Pour le processus administratif, des bases de données ont été initiées pour recueillir les doléances et réclamations des adhérents et des commanditaires de prestations du conseil et d’ingénierie.
Pour accompagner la responsabilité croissante des BCI, nous avons longuement insisté lors de l’examen de la loi 66/12 sur la définition des interfaces et la clarification des responsabilités. En même temps nous avons conclu une convention avec une compagnie d’assurance pour doter nos adhérents d’une assurance professionnelle dans des conditions très compétitives.
Par ailleurs nous nous sommes approchés de nos membres de référence (tels : Jesa, Novec,CID etc) pour voir comment nous pouvons œuvrer ensemble pour que ces grandes structures puissent arrimer et accompagner les moyennes et petites structures. Je sais que ce n’est pas une action aisée, en tout cas cela a été assez difficile par le passé, mais nous devons y passer car nous n’avons pas le choix.
Donc, la question qui se pose c’est : comment faire d’une entreprise d’une certaine taille une vraie championne nationale ? Comment promouvoir ces grandes structures ? Comment les aider et les développer ? Mais bien-sûr à condition qu’ils jouent pleinement leur rôle de locomotive et tirer les autres dans une dynamique globale d’entraînement dans une approche gagnante faisant rayonner le Maroc dans son voisinage régional et continental.
Comment votre fédération compte-t-elle mettre en œuvre le contrat programme ?
N.B : Maintenant que le contrat programme a été signé, le vrai grand défi que nous devons relever est bien celui de se préparer « pouvoirs publics et professionnels » à l’implémentation de cet ambitieux programme pour que notre pays et la profession puisse cueillir les premiers fruits de cet accord.
A cet effet, des mesures d’accompagnement qui conditionnent l’atteinte des objectifs ont été ainsi prises dès la première réunion élargie du bureau national tenue en octobre 2018 juste après la signature du contrat programme.
Ainsi cinq sous commissions traitant des familles de mesures prioritaires ont été créés au sein de la commission « contrat programme » déjà existante.

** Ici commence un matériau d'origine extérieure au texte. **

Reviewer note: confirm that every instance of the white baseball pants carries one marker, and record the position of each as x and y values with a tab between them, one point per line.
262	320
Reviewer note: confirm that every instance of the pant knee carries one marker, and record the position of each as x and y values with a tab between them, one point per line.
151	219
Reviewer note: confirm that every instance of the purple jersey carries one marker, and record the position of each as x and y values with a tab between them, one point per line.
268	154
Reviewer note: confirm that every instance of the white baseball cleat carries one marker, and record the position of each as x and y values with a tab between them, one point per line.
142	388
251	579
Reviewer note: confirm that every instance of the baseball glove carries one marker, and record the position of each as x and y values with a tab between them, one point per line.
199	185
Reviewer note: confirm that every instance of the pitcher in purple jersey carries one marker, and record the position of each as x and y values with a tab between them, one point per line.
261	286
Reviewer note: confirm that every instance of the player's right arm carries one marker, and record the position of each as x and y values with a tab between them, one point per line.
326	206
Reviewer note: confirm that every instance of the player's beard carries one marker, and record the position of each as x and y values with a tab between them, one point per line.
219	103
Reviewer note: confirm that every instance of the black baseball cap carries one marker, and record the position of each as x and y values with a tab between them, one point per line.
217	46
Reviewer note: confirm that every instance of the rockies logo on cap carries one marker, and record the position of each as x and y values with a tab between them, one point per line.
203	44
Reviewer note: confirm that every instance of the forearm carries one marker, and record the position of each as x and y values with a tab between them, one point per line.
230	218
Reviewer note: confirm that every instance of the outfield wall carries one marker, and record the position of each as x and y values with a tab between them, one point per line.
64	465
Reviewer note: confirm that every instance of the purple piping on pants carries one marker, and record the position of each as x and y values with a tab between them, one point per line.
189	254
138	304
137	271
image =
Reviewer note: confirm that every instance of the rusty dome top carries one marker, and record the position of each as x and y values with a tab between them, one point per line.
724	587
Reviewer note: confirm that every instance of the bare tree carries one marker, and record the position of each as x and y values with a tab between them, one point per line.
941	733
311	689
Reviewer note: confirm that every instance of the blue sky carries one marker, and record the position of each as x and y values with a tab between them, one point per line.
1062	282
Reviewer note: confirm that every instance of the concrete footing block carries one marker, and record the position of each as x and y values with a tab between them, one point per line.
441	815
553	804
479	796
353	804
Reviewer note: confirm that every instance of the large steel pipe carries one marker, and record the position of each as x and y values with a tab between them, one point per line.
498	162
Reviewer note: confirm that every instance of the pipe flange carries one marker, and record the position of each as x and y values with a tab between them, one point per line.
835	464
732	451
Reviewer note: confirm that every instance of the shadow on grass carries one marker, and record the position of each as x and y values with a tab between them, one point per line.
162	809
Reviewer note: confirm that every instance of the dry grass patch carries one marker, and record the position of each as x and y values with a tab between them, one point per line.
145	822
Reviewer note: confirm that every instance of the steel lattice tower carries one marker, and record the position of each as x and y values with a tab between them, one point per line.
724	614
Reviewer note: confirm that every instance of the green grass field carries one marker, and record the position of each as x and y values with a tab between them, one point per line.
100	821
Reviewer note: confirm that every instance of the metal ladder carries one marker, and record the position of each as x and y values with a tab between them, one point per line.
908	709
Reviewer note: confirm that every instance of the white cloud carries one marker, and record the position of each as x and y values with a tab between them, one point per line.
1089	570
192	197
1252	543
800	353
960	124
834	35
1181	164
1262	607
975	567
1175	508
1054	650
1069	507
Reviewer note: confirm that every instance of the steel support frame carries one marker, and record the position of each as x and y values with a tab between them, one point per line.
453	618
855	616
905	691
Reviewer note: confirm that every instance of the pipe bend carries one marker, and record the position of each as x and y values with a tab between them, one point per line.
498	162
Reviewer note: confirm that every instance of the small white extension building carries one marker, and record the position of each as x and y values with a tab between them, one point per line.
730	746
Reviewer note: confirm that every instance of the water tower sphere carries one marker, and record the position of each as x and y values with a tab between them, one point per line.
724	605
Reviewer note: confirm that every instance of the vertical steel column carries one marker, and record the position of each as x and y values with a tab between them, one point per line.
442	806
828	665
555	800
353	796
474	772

Ces sous commissions travailleront dans la continuité de la feuille de route de la FMCI régulièrement actualisée.
Les animateurs de ces sous commissions sont issus des commissions existantes et en relation avec la famille de mesures. Ils examineront les familles de mesures des contrats d’application en les approchant des actions de la feuille de route FMCI et des matrices issues des programmes stratégiques de l’état pour mieux se préparer et constituer ainsi une force de propositions concrètes lors des rencontres avec les ministères. Chaque sous-commission CP proposera des actions concrètes avant la fin novembre 2018.
Ils coordonneront également avec la FNBTP cosignataire du contrat programme pour les actions communes. Les premières réunions des commissions mixtes avec l’exécutif seront programmées dès novembre 2018.